DSM-5 is in the works. I recently tried to find the reason that a separate diagnostic system and codes are used for 'Mental Illness' when the ICD (INTERNATIONAL) coding system ALREADY includes the psych diagnoses?
** WHY, if these are treated as chemical imbalances, are they not called 'Neurochemical Disorders' or similar? 'Mental illness' is a horrible term and should be banned.

I learned that the DSM is a fabrication of the American Psychiatric Association and used in US only (I believe). To have a guide to aid in DIAGNOSING is reasonable. However, the DSM codes are used for billing, immediately flagging psych patients in insurance systems (I surmise). ALSO, most insurers use 3rd party vendors to administer behavioral health benefits. WHY??

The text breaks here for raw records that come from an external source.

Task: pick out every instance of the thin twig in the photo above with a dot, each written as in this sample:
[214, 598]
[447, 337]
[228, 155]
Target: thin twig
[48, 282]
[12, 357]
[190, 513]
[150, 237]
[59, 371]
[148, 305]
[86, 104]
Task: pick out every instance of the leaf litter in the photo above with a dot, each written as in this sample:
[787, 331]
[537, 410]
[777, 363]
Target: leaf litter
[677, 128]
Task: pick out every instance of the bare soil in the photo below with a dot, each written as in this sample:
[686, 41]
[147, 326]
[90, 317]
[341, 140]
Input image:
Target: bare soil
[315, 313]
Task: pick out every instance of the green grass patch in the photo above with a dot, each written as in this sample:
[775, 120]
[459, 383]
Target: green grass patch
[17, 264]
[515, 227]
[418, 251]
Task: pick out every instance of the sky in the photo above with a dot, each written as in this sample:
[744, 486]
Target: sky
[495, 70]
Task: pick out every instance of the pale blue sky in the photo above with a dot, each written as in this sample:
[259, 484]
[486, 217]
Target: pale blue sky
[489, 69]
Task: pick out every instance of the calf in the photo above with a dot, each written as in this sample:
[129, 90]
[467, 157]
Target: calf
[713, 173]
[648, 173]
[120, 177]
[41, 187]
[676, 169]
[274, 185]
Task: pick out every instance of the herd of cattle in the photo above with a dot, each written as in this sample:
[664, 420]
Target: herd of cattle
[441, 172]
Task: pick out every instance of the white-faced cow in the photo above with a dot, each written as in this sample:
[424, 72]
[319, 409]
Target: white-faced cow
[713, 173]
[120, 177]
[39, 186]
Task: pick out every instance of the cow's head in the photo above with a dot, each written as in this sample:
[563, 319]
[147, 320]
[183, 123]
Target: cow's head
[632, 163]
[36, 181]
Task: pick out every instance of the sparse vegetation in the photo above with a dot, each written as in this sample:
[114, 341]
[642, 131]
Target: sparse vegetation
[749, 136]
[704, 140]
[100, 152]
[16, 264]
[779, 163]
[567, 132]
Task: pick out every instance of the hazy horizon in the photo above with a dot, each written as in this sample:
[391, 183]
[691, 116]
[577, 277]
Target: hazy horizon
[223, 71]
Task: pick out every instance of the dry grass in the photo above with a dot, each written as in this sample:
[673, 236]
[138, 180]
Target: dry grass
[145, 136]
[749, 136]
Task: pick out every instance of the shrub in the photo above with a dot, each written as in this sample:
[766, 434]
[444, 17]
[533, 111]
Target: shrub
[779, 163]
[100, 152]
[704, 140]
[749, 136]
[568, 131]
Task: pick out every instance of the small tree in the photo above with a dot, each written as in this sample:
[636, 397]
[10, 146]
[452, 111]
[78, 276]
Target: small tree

Just food for thought. I don't know the answers.

Anonymous said...

Psychratic and endocrine disorder symptoms are co related..I had anxiety ocd bdd.. my psychratist never told me all this and given medication which caused several side effects.. then he also said to consult endocrinologist and as curious I did consult and unnecessarily took hormone injections.. though the problem was not in my endocrine. . Then after going in loop I changed my Psychratist and confrimed that all problems are due to anxiety..butbi wasted lots of money in the loop and hormone injections.there are lots of psychratist who dont know how to evaluate their paitents. .

Anonymous said...

My sister was misdiagnosed as bi-polar with panic disorder when she actually had Grave's Disease. Once they destroyed her thyroid gland and put her on synthroid, she was able to get her life back together. She hasn't had a panic attack or severe depression since. When she was finally diagnosed, the doctor told her she could have had a heart attack if they hadn't eventually realized it was hyperthyroidism. She still has to take beta blockers.